When to use the work-energy formula

[StephenDoty]

I am having trouble deciding when to use the work-energy formula; change in KE=W and derivations of this formula, or the Kf+Uf+Eth=Ki+Ui+Wext formula when presented with work problems.

Are there any type of guidelines or hints that anyone could give me so I can more easily decide which formula to use?

Thank you.
Stephen

 

[Defennder]

What is Eth and Wext supposed to be here?

 

[StephenDoty]

Eth= thermal energy
Wext= work done by external surfaces

 

[Defennder]

What do "external surfaces" refer to? You meant instead to say "external forces" correct? As a general rule you have look out for keywords in the question to know whether or not you have to take heat loss into account.
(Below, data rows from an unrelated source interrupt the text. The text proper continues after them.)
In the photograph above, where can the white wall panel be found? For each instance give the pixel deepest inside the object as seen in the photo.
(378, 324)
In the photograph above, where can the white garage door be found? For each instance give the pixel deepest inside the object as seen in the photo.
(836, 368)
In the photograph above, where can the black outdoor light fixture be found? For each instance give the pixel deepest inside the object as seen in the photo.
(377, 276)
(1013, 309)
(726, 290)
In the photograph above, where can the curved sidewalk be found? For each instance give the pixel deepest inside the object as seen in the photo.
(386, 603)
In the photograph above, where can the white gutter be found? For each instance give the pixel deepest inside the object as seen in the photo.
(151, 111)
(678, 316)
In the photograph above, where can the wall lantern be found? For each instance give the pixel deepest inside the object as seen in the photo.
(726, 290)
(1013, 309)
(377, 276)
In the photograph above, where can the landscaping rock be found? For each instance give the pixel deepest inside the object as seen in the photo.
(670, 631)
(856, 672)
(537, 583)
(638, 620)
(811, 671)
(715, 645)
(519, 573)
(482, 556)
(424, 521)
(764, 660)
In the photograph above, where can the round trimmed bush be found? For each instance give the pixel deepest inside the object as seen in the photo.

I'll start with the most inclusive formula, the one you quoted and then read the question to see which factors can be neglected.

 

[Redbelly98]

I am having trouble deciding when to use the work-energy formula; change in KE=W and derivations of this formula, or the Kf+Uf+Eth=Ki+Ui+Wext formula when presented with work problems.

Are there any type of guidelines or hints that anyone could give me so I can more easily decide which formula to use?

Thank you.
Stephen

You can always use
Kf+Uf+Eth = Ki+Ui+Wext

With some problems, this becomes
Kf = Wext
because all the other terms are zero.

With some other problems, it becomes
Kf + Uf = Ki + Ui
because Eth and Wext are zero.

You have to read the problem carefully and figure out which terms are zero (if any), then you simplify the equation whenever possible.

 

[StephenDoty]

I was talking in general but an example would be:
A 5kg box is attached to one end of a spring with a spring constant of 80N/m. The other end of the spring is attached to a wall. Initially the box is at rest at the spring's equillibrium position. A rope with a constant tension of 100N then pulls the box away from the wall. What is the speed of the box after it has moved .5m? The coefficient of friction between the box and floor is .3.

My professor solved this problem using the formula: Kf + Uf + Delta Eth = Ki + Ui + Wext.
Wext is the work of the external forces which would be the rope.
Wext = Tcos theta * Delta r.
Wext = Tcos0 * .5m = T*0.5m = (100N)*.5m = 50J

To find the Delta Eth We have to find Wdiss.
Wdiss = f_k *cos theta * Delta r = f_k * cos180 * .5m = -f_k * .5m = -$$\mu$$mg*.5m= -(.3*5kg*9.8m/s/s * .5m)= -7.35J

And since Delta Eth= - Wdiss, Delta Eth= 7.35J

Now we can plug data into Kf + Uf + Delta Eth = Ki + Ui + Wext.
1/2mvf^2 + 1/2kxf^2 + 7.35J = 1/2mvi^2 + 1/2kxi^2 + 50J

vi=0m/s xi= 0m
thus
1/2mvf^2 + 1/2kxf^2 + 7.35J = 50J
vf=$$\sqrt{[2(50J-7.35J-(1/2kxf^2)]/m}$$
thus
vf= 3.61m/s

This was the way my professor did this problem, but couldn't we use the energy-work formula : Delta K=Wc + Wdiss + Wext
Wdiss = -Delta Eth

1/2mvf^2 - 1/2mvi^2 = -Delta U +-7.35J + 50J
where the 50J is the Wdiss and the 7.35J is the Wext that we found earlier.
1/2mvf^2 - 1/2mvi^2 = (Ui-Uf) + 50J - 7.35J
And since vi=0m/s, xi=0m and U=1/2kx^2
1/2mvf^2-0=(1/2k(0)^2)-(1/2kxf^2) +42.65J
1/2(5kg)vf^2=-(1/2(80N/m)(.5m)^2) + 42.65J
5/2kg * vf^2= -10J + 42.65J
2.5kg *vf^2 = 32.65J
vf^2= 13.06m^2/s^2
vf=3.61 m/s

Which is the same answer that my professor got. So, is there any reason why I cannot use the energy-work formula, Delta K=Wc + Wdiss + Wext
, and W= F*Delta r * cos theta, instead of Kf + Uf + Delta Eth = Ki + Ui + Wext?

Thank you for all of your replies.
Stephen

 

[Doc Al]

Assuming that you have the required information, you can use either conservation of energy or the "work-energy" theorem. (Realize that the latter really comes from Newton's 2nd law, analyzing the forces acting on the body, not conservation of energy.)